What we anticipate seldom occurs; what we least expected generally happens.

Benjamin Disraeli, British statesman and author (1804–1881)

Sometimes things can go wrong as you follow your plan for reaching a goal or solving a problem. Small, or even large, stumbling blocks may appear and try to stall your forward progress. This lesson is about anticipating and dealing with any pesky obstacles that get in your way.

Troubleshooting involves thinking ahead, spotting problems even before they surface, or preparing to take care of them if they do. You anticipate what might go wrong and keep it from happening or, if something does pop up, keep it from growing into a major problem by resolving it while it's a manageable size. By doing so, you deal with any setbacks that might block the path to your goal. You have to learn to handle everything from small annoyances to major obstructions in order to get where you want to be. So troubleshooting is kind of like building bridges over troubled waters!

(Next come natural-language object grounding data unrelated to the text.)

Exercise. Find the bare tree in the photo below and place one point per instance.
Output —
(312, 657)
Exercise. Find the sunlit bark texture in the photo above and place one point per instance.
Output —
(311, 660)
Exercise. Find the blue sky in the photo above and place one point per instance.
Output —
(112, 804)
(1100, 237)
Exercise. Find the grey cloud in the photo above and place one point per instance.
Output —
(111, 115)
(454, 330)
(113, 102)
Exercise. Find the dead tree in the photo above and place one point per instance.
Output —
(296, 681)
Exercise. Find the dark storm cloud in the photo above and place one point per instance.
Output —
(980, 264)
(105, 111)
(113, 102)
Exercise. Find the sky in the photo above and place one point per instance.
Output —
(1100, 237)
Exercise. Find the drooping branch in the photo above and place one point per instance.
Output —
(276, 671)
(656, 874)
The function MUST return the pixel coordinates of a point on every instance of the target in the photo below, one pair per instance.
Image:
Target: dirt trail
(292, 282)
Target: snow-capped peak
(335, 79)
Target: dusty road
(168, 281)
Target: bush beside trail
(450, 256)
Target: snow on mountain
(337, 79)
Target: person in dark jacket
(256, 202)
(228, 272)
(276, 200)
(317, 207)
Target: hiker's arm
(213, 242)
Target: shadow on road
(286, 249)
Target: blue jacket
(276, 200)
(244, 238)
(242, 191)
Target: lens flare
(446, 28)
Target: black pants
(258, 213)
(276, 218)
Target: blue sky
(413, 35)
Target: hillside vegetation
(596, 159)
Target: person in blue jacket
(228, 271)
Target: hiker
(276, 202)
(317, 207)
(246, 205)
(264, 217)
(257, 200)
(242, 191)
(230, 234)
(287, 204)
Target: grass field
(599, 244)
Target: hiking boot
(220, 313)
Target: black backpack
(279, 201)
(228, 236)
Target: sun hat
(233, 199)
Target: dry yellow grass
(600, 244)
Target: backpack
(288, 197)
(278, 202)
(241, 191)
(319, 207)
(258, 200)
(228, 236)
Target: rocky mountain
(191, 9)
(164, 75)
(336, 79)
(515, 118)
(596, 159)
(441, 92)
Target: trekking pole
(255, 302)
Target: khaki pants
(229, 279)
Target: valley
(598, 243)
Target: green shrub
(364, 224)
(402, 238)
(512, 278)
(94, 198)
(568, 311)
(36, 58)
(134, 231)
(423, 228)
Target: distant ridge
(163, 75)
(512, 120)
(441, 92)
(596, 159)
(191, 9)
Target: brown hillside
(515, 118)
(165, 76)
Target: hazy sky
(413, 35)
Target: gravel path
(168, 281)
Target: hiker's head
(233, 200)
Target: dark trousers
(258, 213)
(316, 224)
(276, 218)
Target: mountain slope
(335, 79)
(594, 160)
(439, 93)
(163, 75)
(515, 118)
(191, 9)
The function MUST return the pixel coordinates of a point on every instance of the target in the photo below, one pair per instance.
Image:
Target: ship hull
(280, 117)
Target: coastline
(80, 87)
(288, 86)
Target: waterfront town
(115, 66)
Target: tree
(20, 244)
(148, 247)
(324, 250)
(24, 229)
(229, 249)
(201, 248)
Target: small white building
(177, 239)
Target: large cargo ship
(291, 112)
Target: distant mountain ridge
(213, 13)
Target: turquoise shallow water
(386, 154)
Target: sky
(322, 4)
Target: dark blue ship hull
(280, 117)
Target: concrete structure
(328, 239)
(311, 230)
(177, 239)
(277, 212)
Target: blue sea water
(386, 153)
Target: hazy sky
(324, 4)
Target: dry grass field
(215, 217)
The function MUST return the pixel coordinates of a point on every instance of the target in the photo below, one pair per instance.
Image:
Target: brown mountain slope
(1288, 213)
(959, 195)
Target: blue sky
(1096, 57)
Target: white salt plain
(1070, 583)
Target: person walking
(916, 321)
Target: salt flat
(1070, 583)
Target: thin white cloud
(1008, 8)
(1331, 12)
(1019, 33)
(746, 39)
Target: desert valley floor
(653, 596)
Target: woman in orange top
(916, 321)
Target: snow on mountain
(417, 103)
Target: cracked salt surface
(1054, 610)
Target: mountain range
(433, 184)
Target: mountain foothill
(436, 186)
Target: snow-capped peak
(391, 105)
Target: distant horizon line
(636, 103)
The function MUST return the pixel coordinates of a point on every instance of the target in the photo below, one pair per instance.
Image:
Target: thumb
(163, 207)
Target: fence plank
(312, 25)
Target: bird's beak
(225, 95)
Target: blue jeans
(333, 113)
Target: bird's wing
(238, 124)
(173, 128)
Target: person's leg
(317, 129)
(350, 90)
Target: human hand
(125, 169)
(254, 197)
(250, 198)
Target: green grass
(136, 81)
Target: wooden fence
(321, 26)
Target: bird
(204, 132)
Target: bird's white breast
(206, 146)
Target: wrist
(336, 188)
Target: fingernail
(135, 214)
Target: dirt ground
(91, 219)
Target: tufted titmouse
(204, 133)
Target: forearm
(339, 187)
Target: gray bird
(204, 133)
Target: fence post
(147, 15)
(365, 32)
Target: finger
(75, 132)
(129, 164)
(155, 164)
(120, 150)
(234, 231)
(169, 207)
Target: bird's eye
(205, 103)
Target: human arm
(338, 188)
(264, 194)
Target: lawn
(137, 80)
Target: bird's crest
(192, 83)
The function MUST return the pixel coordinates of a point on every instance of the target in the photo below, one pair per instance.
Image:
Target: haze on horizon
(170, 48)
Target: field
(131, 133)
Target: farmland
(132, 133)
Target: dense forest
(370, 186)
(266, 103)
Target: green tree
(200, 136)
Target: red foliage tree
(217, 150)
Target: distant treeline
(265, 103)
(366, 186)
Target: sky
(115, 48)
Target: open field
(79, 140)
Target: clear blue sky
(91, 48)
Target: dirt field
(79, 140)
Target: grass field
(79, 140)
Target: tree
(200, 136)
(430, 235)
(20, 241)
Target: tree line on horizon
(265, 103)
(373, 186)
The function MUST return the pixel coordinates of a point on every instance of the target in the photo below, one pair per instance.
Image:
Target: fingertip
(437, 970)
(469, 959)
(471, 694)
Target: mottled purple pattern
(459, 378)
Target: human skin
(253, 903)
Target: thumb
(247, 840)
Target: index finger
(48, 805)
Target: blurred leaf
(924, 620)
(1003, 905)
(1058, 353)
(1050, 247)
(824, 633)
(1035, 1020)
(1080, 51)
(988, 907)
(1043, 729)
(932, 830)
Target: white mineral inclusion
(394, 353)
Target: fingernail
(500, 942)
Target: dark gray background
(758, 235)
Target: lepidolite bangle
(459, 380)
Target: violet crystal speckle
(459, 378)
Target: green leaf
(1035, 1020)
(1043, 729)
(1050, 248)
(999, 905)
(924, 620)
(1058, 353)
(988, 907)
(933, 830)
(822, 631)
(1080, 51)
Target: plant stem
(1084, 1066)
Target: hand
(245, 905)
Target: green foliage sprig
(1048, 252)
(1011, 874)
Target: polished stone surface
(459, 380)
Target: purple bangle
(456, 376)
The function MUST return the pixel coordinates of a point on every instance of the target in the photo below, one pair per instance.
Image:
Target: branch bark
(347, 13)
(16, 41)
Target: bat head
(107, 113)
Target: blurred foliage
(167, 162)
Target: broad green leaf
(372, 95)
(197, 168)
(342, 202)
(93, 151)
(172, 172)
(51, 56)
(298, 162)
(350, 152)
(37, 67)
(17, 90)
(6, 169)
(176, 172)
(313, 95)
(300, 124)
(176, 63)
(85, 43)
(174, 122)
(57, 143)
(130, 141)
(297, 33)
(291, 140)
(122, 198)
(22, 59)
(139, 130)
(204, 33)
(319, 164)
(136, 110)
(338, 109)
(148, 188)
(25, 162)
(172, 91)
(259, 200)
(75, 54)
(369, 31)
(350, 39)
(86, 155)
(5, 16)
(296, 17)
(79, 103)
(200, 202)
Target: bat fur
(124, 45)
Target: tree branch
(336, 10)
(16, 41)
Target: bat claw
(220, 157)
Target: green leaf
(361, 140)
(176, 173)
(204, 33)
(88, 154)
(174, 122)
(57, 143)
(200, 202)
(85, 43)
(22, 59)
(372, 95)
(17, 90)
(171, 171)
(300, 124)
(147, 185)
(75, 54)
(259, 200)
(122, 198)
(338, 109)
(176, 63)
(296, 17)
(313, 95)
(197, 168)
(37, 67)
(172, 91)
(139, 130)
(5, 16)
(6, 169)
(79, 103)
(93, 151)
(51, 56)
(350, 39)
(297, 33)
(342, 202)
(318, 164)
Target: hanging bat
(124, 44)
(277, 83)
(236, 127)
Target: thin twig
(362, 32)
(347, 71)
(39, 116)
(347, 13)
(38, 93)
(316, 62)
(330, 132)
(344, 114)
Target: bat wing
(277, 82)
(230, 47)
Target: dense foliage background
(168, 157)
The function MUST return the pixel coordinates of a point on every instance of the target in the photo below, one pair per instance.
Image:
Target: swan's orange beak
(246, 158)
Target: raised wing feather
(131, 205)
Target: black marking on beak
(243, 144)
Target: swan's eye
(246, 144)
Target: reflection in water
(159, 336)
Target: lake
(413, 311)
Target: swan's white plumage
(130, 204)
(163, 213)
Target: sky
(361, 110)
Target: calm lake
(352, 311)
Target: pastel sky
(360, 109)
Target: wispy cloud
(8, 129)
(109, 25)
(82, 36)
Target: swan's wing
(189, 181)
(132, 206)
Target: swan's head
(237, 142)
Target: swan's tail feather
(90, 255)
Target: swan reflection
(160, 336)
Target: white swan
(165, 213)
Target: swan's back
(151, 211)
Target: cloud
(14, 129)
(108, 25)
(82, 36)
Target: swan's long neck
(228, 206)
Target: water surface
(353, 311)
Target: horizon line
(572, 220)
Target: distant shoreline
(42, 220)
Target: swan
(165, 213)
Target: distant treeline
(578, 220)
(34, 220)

Identifying Problems That Interfere with Goals

After you set a goal and begin working toward it, you will inevitably be faced with a roadblock or two. You learned in Lesson 1 that you can't solve problems without first recognizing and accepting them, and that holds true for troubleshooting problems that interfere with your goals. Some of these problems are foreseeable; that is, you can anticipate them before you even begin to work toward your goal. Others are unexpected and must be dealt with as they arise.

Identifying foreseeable problems takes work. You have to honestly assess your goal and think critically about what might need to be overcome so you can achieve it. You saw an example of this in Lesson 5 when Fran set a goal to get better grades. She noted that her habits of "too much socializing" and "poor study skills" stood in her way. So, even before she began to work toward getting better grades, she knew what she had to overcome in order to be successful. Both obstacles were not simple for her to overcome because they required breaking troublesome habits and acquiring new skills.

Strange as it may seem, unexpected problems are usually easier to spot, and often easier to solve. For example, you're doing research and need a particular book from your local library. When you go to get it, you discover all copies have been checked out. Or you run into an unforeseeable technology problem, such as a computer crash or a printer breakdown as you're trying to finish a report for a deadline. All these problems are relatively easy to solve. In the first case, you can ask the librarian to check other libraries for the book, or even pick one up in a bookstore, if the price is reasonable. For the technology problems, you could find temporary solutions like working from a backup disk on someone else's equipment.

Unexpected problems, by their nature, can't be planned for. You must simply figure out the best way to solve them quickly and thoroughly, and then get back on your path. The rest of this lesson focuses on troubleshooting forseeable problems.